Let $G$ and $K$ be groups and $f:G\rightarrow K$ be a group
homomorphism. Suppose $g\in G$ has finite order $n$. Prove that
$\mathrm{ord}(f(g))$ is finite and divides $n$.
How can I fix this proof?
We know $g^n=e$. Since $f$ is a homomorphism, then $[f(g)]^n = f(g^n)=f(e)=e$. Let $k\mid n$ and $j\mid n$. Then we can choose the smallest $k$ such that $[f(g)^k]^j=[f(g)]^n$. Thus, $\mathrm{ord}(f(g))=k$ where $k\mid n$.
This logic seems shaky. How can I improve it? Thanks!
Best Answer
I like to see the order of an element $g\in G$ as the cardinality of $$ \langle g\rangle=\{g^n:n\in\mathbb{Z}\} $$ (a natural number in case it's finite, infinity otherwise).

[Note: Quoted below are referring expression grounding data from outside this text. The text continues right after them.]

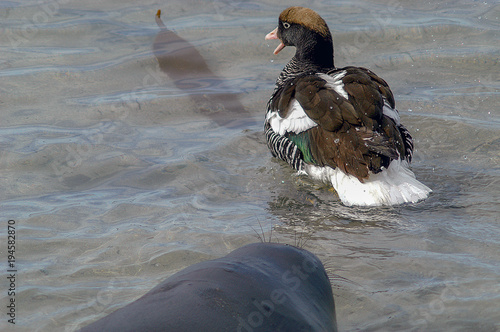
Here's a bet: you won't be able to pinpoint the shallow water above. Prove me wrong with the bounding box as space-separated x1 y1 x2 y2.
1 0 499 331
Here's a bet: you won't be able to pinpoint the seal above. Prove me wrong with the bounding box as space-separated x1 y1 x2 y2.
79 242 337 332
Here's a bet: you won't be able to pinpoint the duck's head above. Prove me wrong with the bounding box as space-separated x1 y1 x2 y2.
265 7 334 68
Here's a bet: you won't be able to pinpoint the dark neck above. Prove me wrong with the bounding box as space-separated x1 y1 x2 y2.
274 33 334 87
295 31 334 70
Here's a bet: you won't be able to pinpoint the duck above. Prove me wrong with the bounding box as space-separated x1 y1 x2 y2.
264 6 431 206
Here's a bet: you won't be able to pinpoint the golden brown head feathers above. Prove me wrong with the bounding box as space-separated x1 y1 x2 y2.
279 7 330 38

If you know this characterization, then you can observe that $f$ induces a surjective homomorphism $\tilde{f}\colon\langle g\rangle\to\langle f(g)\rangle$ and so, by the homomorphism theorem $$ \langle f(g)\rangle\cong \langle g\rangle/\ker\tilde{f} $$ which implies your assert, by Lagrange's theorem.

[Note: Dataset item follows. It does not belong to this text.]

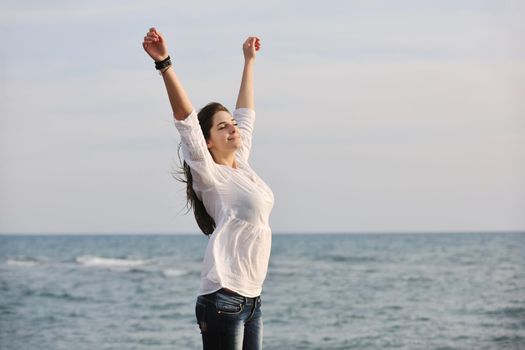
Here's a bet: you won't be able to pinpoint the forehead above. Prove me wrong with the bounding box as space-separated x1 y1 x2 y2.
213 110 233 125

Now let's prove the characterization of the order. Consider the unique homomorphism $\varepsilon_g\colon \mathbb{Z}\to G$ such that $\varepsilon_g(1)=g$, that is, $\varepsilon_g(n)=g^n$. Then the image of $\varepsilon_g$ is precisely $\langle g\rangle$ and so $$ \langle g\rangle\cong \mathbb{Z}/\ker\varepsilon_g $$ If $\ker\varepsilon_g=\{0\}$, then $\varepsilon_g$ is injective, so $g^n\ne1$ for $n>0$, which means that $g$ has infinite order and that $\langle g\rangle$ is infinite. Otherwise, $\ker\varepsilon_g=k\mathbb{Z}$ with $k>0$.
In this case $|\langle g\rangle|=|\mathbb{Z}/k\mathbb{Z}|$. Moreover $g^k=1$, as $k\in\ker\varepsilon_g$. To finish off, observe that, for $0<r<k$, $r\notin\ker\varepsilon_g$, so $g^r\ne1$. Thus $k$ is indeed the minimum exponent $m>0$ such that $g^m=1$.